The male electrical connector <NUM> further includes a power supply contact part <NUM>. The power supply contact part <NUM> is protrudedly disposed on the male insertion part <NUM> and accommodated in the hollow cavity <NUM> of the main body <NUM>. The power supply contact part <NUM> is electrically connected to the male contact terminal <NUM>, and is configured to electrically connect to another electrical connector (for example, a cable) or apparatus. A fastening structure <NUM> is further disposed on the power supply contact part <NUM>, and is configured to clamp an electric conductor.

It may be understood that the male electrical connector <NUM> is not limited to being mounted on the mounting channel <NUM>. For example, in some implementations, the male electrical connector <NUM> is protrudedly disposed on a side that is of the first end wall <NUM> and that faces away from the second end wall <NUM>, and at least partially exposed outside the main body <NUM>.

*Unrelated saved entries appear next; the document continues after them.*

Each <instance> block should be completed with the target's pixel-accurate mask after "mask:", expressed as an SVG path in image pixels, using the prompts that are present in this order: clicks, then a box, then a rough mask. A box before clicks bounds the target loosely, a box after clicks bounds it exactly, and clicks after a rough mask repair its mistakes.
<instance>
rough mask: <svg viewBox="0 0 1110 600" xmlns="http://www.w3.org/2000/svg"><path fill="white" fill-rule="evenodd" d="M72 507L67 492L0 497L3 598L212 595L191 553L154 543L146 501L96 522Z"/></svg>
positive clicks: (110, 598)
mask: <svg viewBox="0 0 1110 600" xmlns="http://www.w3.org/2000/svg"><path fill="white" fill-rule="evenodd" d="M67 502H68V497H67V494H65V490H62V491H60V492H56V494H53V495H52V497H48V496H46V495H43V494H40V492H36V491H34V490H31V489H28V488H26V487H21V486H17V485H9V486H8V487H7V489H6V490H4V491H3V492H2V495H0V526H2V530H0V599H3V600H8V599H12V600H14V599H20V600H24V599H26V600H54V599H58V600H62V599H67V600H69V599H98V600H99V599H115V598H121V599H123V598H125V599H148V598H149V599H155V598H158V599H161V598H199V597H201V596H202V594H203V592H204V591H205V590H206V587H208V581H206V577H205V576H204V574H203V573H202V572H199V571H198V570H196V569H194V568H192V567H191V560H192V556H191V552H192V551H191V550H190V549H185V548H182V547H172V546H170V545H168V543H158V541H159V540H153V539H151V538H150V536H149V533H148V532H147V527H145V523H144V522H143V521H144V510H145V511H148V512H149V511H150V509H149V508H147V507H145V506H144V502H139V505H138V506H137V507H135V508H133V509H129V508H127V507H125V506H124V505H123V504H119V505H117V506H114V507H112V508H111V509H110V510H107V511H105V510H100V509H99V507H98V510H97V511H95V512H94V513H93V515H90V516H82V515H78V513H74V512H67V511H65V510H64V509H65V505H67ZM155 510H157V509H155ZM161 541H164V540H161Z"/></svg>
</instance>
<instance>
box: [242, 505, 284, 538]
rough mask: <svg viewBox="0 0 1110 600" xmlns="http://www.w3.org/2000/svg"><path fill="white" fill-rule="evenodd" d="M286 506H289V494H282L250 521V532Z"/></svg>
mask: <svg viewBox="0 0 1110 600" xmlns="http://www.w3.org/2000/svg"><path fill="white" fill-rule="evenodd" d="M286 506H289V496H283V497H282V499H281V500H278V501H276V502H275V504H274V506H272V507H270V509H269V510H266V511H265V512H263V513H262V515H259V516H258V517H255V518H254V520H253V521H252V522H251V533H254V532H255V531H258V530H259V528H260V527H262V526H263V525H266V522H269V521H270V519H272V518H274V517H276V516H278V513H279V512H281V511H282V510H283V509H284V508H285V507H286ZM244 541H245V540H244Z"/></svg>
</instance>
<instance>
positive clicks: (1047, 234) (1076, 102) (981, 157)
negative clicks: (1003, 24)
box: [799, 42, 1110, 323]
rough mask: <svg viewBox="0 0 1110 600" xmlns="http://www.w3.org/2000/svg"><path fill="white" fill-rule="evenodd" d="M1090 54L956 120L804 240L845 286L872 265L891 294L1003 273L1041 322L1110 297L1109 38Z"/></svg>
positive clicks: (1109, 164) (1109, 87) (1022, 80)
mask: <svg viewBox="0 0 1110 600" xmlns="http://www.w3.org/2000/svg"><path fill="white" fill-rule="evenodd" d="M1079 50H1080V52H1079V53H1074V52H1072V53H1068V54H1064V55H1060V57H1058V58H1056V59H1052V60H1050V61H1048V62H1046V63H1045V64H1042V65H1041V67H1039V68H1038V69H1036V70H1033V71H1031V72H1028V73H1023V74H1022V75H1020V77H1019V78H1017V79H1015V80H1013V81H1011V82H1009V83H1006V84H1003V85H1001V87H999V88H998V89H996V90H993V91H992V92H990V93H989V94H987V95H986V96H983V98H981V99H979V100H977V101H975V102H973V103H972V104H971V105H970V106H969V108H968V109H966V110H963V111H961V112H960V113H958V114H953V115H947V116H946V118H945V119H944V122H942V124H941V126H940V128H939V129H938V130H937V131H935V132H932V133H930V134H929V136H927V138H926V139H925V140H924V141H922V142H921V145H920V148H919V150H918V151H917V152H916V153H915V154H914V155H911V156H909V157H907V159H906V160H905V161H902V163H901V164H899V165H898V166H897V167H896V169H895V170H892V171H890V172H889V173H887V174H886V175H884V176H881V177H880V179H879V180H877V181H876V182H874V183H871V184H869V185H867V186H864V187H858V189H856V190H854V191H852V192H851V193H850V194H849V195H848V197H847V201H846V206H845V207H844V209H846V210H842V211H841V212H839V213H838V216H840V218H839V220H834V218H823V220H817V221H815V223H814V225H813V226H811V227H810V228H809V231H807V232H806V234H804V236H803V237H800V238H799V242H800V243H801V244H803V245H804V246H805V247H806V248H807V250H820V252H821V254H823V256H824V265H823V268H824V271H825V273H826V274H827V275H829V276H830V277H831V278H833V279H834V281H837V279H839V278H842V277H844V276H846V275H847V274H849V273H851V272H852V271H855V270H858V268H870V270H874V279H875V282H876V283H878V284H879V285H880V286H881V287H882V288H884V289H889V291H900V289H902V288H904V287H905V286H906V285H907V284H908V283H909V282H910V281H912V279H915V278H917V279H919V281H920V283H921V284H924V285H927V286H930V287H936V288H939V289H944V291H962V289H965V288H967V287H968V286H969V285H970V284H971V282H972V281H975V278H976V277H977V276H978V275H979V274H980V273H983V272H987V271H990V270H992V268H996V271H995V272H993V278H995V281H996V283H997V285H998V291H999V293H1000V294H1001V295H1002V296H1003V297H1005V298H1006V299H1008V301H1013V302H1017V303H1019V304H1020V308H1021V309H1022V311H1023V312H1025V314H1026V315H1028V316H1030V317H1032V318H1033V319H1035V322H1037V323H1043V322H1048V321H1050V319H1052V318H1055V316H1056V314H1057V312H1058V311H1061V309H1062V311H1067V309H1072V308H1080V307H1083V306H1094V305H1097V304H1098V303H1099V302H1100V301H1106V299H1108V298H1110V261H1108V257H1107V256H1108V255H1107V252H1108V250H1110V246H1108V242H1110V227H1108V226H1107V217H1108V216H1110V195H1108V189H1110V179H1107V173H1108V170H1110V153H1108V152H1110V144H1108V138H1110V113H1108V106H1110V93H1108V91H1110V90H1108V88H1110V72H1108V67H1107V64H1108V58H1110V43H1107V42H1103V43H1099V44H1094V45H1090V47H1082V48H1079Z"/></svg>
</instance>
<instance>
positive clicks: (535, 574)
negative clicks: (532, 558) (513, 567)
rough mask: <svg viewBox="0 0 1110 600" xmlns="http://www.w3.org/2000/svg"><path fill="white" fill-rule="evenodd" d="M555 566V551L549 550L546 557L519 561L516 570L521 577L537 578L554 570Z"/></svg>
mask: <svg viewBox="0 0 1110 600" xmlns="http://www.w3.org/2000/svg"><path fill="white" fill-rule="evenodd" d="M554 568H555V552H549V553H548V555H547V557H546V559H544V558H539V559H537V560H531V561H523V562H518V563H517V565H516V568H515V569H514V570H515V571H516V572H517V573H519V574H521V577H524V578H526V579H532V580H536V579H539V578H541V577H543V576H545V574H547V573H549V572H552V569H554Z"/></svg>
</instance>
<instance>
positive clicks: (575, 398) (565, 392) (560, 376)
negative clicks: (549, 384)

Refer to <FIG>. The female connector <NUM> has a coupling interface <NUM>. The coupling interface <NUM> is provided with two female accommodating channels <NUM>. The female accommodating channel <NUM> is used to mount the optical connector <NUM>, the coupling interface <NUM> is further provided with a female electrical connector <NUM>, and the female electrical connector <NUM> is located between the two female accommodating channels <NUM>. The optical connector <NUM> is inserted into the female accommodating channel <NUM>. The male electrical connector <NUM> is electrically connected to the female electrical connector <NUM>. A structure of the female connector <NUM> provided in the third implementation is approximately similar to a structure of the female connector provided in the first implementation.

Claim 1:
An optical/electrical hybrid male connector (<NUM>), comprising:
a male base (<NUM>) and at least two optical connectors (<NUM>), wherein
the male base comprises a base body (<NUM>) and at least two male accommodating channels (<NUM>) disposed on the base body, the at least two male accommodating channels one-to-one correspond to the at least two optical connectors (<NUM>), and each optical connector is mounted on one corresponding male accommodating channel; and
the optical/electrical hybrid male connector further comprises at least one male electrical connector (<NUM>) disposed on the base body, and each male electrical connector is correspondingly located between two optical connectors,
characterized in that
the male electrical connector comprises a male insertion part (<NUM>) and a male contact terminal (<NUM>), an insertion slot (<NUM>) is provided on an end face that is of the male insertion part and that faces away from the base body, and the male contact terminal is disposed on an inner wall of the insertion slot,
wherein the male accommodating channel extends in a first direction (X), the at least two male accommodating channels are arranged in a second direction (Y), there are two male contact terminals (<NUM>) on each male electrical connector, the inner wall of the insertion slot comprises a first side wall (<NUM>) and a second side wall (<NUM>), the first side wall and the second side wall are oppositely disposed in a third direction (Z), any two of the first direction, the second direction, and the third direction are orthogonal to each other, one male contact terminal is disposed on the first side wall, and the other male contact terminal is disposed on the second side wall.